The British had doubled their national debt in the Seven Years’ War and the largest expenses were incurred in expelling the French from Canada at the urgent request of the principal American agent in London, Benjamin Franklin. As the Americans were the most prosperous of all British citizens, the British naturally thought it appropriate that the Americans should pay the Stamp Tax that their British cousins were already paying. The French Canadians had no objection to the Stamp Tax, even though it paid for the expulsion of France from Canada.

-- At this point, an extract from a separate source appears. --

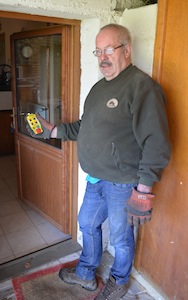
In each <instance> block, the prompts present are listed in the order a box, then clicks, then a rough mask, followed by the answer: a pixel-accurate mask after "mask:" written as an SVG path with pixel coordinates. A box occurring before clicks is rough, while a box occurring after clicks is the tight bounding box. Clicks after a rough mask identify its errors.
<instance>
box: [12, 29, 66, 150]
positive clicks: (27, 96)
mask: <svg viewBox="0 0 188 300" xmlns="http://www.w3.org/2000/svg"><path fill="white" fill-rule="evenodd" d="M61 47H62V38H61V34H56V35H49V36H39V37H32V38H24V39H19V40H16V41H15V58H16V89H17V90H16V98H17V112H18V117H17V118H18V120H17V121H18V131H19V132H21V133H24V134H26V135H28V132H27V129H26V123H25V116H26V115H27V113H35V112H38V113H40V114H41V116H42V117H44V118H45V119H46V120H47V121H49V122H50V123H54V124H60V123H61V82H62V80H61V73H62V72H61V65H62V64H61V59H62V57H61ZM41 141H42V142H44V143H48V144H51V145H52V146H55V147H57V148H61V141H60V140H56V139H51V140H44V139H41Z"/></svg>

As Murray and Carleton foresaw, the British were not able to collect that tax from the Americans; British soldiers would be little motivated to fight their American kinfolk, and now that the Americans didn’t have a neighboring French presence to worry them, they could certainly be tempted to revolt and would be very hard to suppress. As Murray and Carleton also foresaw, the only chance the British would have of retaining Canada and preventing the French Canadians from rallying to the Americans would be if the British crown became symbolic in the mind of French Canada with the survival of the French language and culture and religion. Carleton concluded that to retain Québec’s loyalty, Britain would have to make itself the protector of the culture, the religion, and also the civil law of the French Canadians. From what little they had seen of it, the French Canadians much preferred the British to the French criminal law. In pre-revolutionary France there was no doctrine of habeas corpus and the authorities routinely tortured suspects.

In a historically very significant act, Carleton effectively wrote up the assurances that he thought would be necessary to retain the loyalty of the colony. He wanted to recruit French-speaking officials from among the colonists to give them as much self-government as possible while judiciously feeding the population a worrisome specter of assimilation at the hands of a tidal wave of American officials and commercial hustlers in the event of an American takeover of Canada.

After four years of lobbying non-stop in London, Carleton gained adoption of the Québec Act, which contained the guaranties he thought necessary to satisfy French Canada. He returned to a grateful Québec in 1774. The knotty issue of an assembly, which Québec had never had and was not clamoring for, was ducked, and authority was vested in a governor with an executive and legislative Council of 17 to 23 members chosen by the governor.

Conveniently, the liberality accorded the Roman Catholic Church was furiously attacked by the Americans who in their revolutionary Continental Congress reviled it as “a bloodthirsty, idolatrous, and hypocritical creed … a religion which flooded England with blood, and spread hypocrisy, murder, persecution, and revolt into all parts of the world”. The American revolutionaries produced a bombastic summary of what the French-Canadians ought to do and told them that Americans were grievously moved by their degradation, but warned them that if they did not rally to the American colours they would be henceforth regarded as “inveterate enemies”. This incendiary polemic was translated, printed, and posted throughout the former New France, by the Catholic Church and the British government, acting together. The clergy of the province almost unanimously condemned the American agitation as xenophobic and sectarian incitements to hate and needless bloodshed.

Carleton astounded the French-Canadians, who were accustomed to the graft and embezzlement of French governors, by not taking any payment for his service as governor. It was entirely because of the enlightened policy of Murray and Carleton and Carleton’s skill and persistence as a lobbyist in the corridors of Westminster, that the civil and cultural rights of the great majority of Canadians 250 years ago were conserved. The Americans when they did proclaim the revolution in 1775 and officially in the Declaration of Independence on July 4, 1776, made the British position in Canada somewhat easier by their virulent hostility to Catholicism, and to the French generally.